Soror Dolorosa is a band that will confound many of those trolling the internet for any number of ’80s deathrock / darkwave obscurities. You could easily slip Soror Dolorosa – with its Goth name, its monochromatic artwork, the theatrical vocals, the rhythmic savagery – next to the likes of Christian Death, Specimen, The March Violets, and The Virgin Prunes, and none would be the wiser. Of all the ’80s references to make, Clair Obscure (while very well, obscure) is probably the closest, if that French band had been much better in grafting songs to match the ritualistic deathrock throb.
The biggest surprise here might not in fact be that this is new and not some archival eighties lost gem, but that it is in fact the project of Nuit Noire drummer Andy Julia, who has also played in Peste Noire, Mutiilation and other grim black combos. None of which would at all prepare you for the glorious cold wave miserablism found here, Julia has such a distinctive croon, and the band conjure up such an amazing batcave new wave gloom, it sounds like it has to be from the eighties.
The guitars shimmer and chime, the bass is thick and throbbing, the drums are simple and propulsive, the sounds is spacious, lots of reverb and delay, but it’s all about the vocals, a mournful dramatic croon, somewhere between Ian Curtis and Andrew Eldritch. In fact, this totally channels the spirit of the Sisters Of Mercy, as well as the Virgin Prunes, the Fields Of The Nephilim, the Cure all that awesomely epic gothic darkness we grew up on.
But as we know, it’s easy to just emulate a sound, any band can sound like their favorite band of old, that phenomenon is responsible for at least several scenes and sounds. But that music, that classic sound, is as much about songs as it is about sounds. We often lament, that songwriting seems to have been supplanted by the mere act of being in a band, of making the right noises.

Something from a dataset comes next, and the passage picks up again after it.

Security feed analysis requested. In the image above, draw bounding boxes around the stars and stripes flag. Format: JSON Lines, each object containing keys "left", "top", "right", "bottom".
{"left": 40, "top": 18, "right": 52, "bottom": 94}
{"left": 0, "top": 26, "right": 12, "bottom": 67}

And it’s in that way that Soror Dolorosa stand out from all the other cold wave wannabes, they write amazing songs, filled with incredible melodies, hooks galore, the basslines as memorable as the vocal lines, dramatic, intense, personal, emotional, the vocals oozing with pathos, the songs themselves rife with parts and pieces that are incredibly catchy, when the vocals drop out, you’re still hearing them in your head, you find yourself humming along to the bass, or slipping away from the vocals and getting lost in the shimmering reverbed riffage.
The whole record is fantastic, but opener “Beau Suicide” is maybe one of our favorite cold wave jams ever, past or present, so dark and driving, with a main riff to die for (the sort of riff Interpol has spent their whole career trying to come up with), a cool jagged angular guitar freakout midway through, an incredible and impossibly melodic bassline, and one of the coolest, most intense, and unforgettable vocal lines, so good. Just this track gets played so much in the store it’s beginning to feel like the aQ theme song. Then there’s the nearly 12 minute closing track “American Chronicle”, a lilting, super dramatic gloom pop epic, with long stretches of dour drift, the guitar unfurling gorgeous echoey melodies, the vocals more emotional and anguished than anywhere on the record, which is strange, since the music is perhaps the prettiest and most melodic.
Needless to say, absolutely required listening for folks who like their pop gloomy, their eighties revivalists depressive and dark, and who count any of the above mentioned bands in their personal pantheon. And while we love the current revival of lo-fi new wave goth garage pop, Cold Cave, Blank Dogs, Gary War, Zola Jesus, etc… Soror Dolorosa has supplanted them all and now seems to be the record we can NOT stop listening to.